THOMAS PIKETTY: My name is Thomas Piketty. I teach at the Paris School of Economics.
GOLDSTEIN: Piketty's book is big in every sense of the word. It's almost 700 pages long. It makes big, sweeping claims about history and the nature of capitalism. Basically, it's the "it" book that every economist is taking to the beach this summer. Here's Steven Durlauf, of the University of Wisconsin.
STEVEN DURLAUF: The aspect that I think is extraordinary is the fact that it developed a vision that is this big, in terms of thinking about how societies evolve.
GOLDSTEIN: To get to this big vision about how societies evolved to solve the mystery of rising inequality, Piketty started out by reading a bunch of old novels: Jane Austen, Henry James and especially, Balzac. He was not in it for the love stories.
PIKETTY: All of Balzac's novels are a lot about money. And in fact, all of, you know, 19th century novels are a lot about money.
GOLDSTEIN: Piketty got obsessed with the way inequality was portrayed in this one Balzac story. A young, penniless nobleman moves to Paris to study law, and he meets an ex-con. The ex-con sits him down and basically says, look, work is for suckers.

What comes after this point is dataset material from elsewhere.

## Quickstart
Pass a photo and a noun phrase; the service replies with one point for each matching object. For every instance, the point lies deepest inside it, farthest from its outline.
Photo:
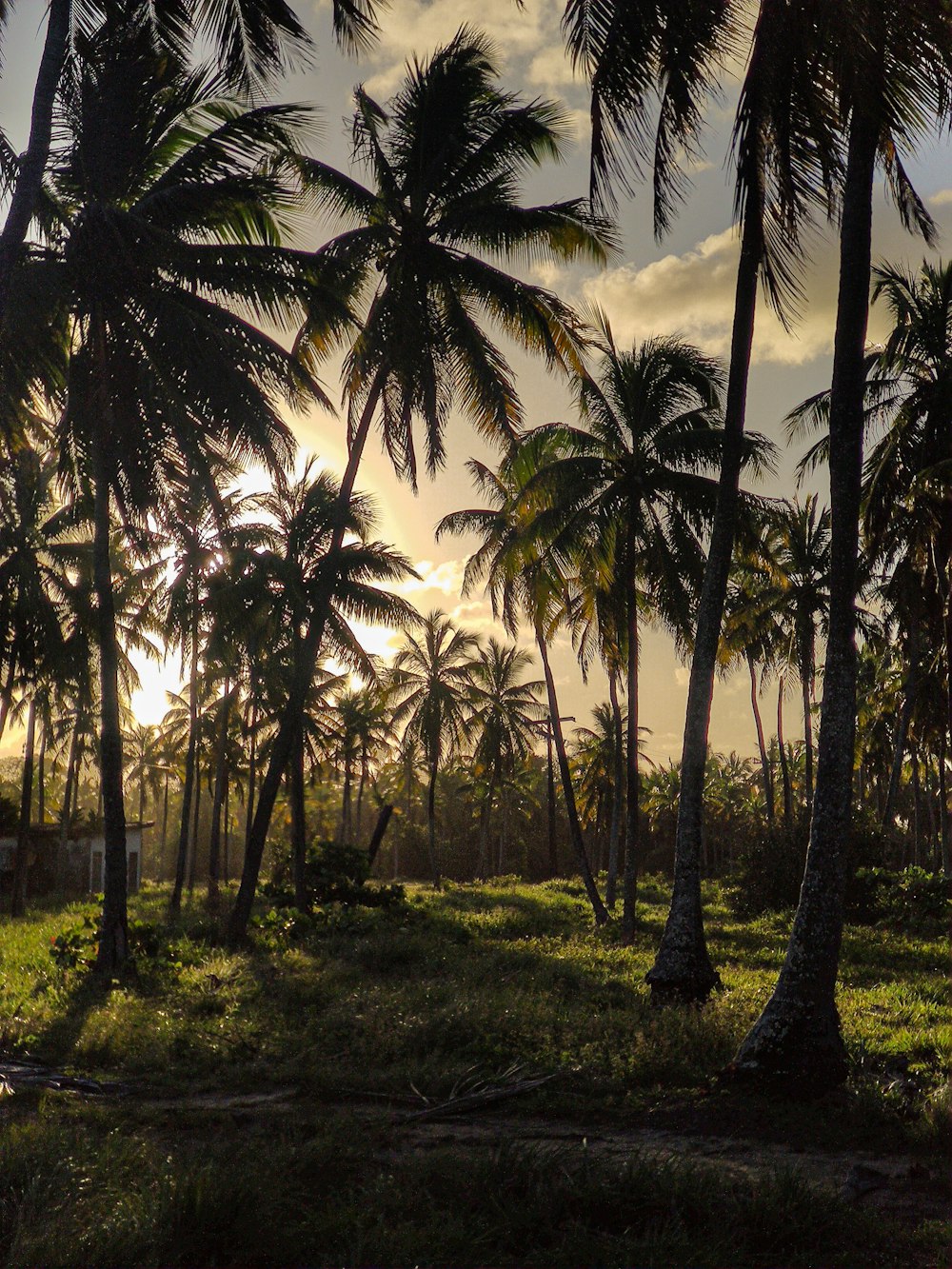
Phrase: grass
(387, 1001)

And the ex-con actually goes through all the math. He says, say you become a judge. This is how much you'll make. If you make all the right connections and get really lucky, maybe you'll get to be a prosecutor general. Then you'll make this much. But no matter how lucky you get, the ex-con tells the nobleman, you are not going to get rich by working. You want to get rich? Marry that heiress who lives down the hall.

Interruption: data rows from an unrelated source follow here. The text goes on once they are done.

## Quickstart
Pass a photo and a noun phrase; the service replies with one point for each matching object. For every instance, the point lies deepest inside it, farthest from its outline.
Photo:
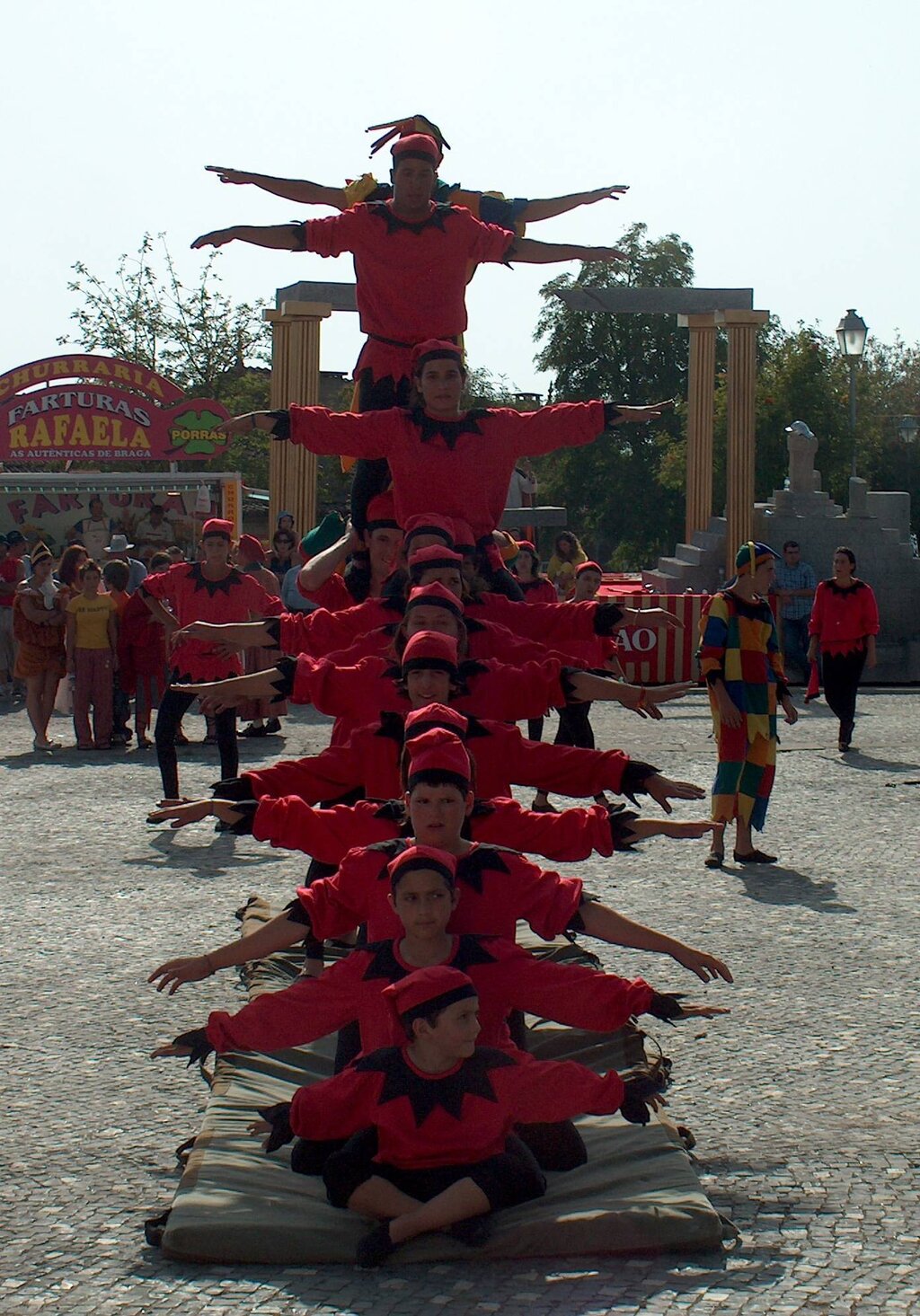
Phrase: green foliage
(625, 491)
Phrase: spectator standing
(795, 590)
(96, 529)
(155, 531)
(39, 624)
(93, 639)
(118, 552)
(844, 624)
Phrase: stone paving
(801, 1101)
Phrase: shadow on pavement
(779, 886)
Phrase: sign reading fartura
(115, 411)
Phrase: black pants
(841, 682)
(575, 727)
(172, 708)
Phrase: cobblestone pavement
(801, 1100)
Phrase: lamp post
(852, 341)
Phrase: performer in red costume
(498, 886)
(411, 262)
(430, 670)
(201, 591)
(422, 891)
(444, 1111)
(440, 455)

PIKETTY: And, you know, for a long time I was wondering, is it only because Balzac was personally obsessed with money, or was he really describing something real?
GOLDSTEIN: Piketty dives into the numbers. He figures out what lawyers made back then, goes through tax receipts, looks at inheritances; and he realizes the ex-con was right. It was almost impossible to get rich by working, in Balzac's world. It was a world where to get rich, you basically had to inherit money or marry someone who did.
Then Piketty digs through numbers for more countries - the U.S., England, Germany, Japan - not just in the 19th century but the 20th and the 21st. And he comes up with this grand theory, his theory of everything. Piketty says, take any society and look at how much money people are making on their investments. When they buy stock or bonds or rent out land, how do they do?
If those investments are growing faster than the rest of the economy, you're likely to have a society where inequality is increasing - where wealth is piling up in fewer hands. This is what was happening in the Balzac world. It's also what's been happening in the U.S. and other developed countries for the past several decades.
But sometimes, the opposite is true. In fact, a lot of the economists working today grew up at a time when inequality was falling. In the 1950s and '60s, the economy was growing really fast. Investments were not growing so fast. So many economists came to believe this was just the normal state of affairs. In modern economies, they thought, inequality just tends to fall.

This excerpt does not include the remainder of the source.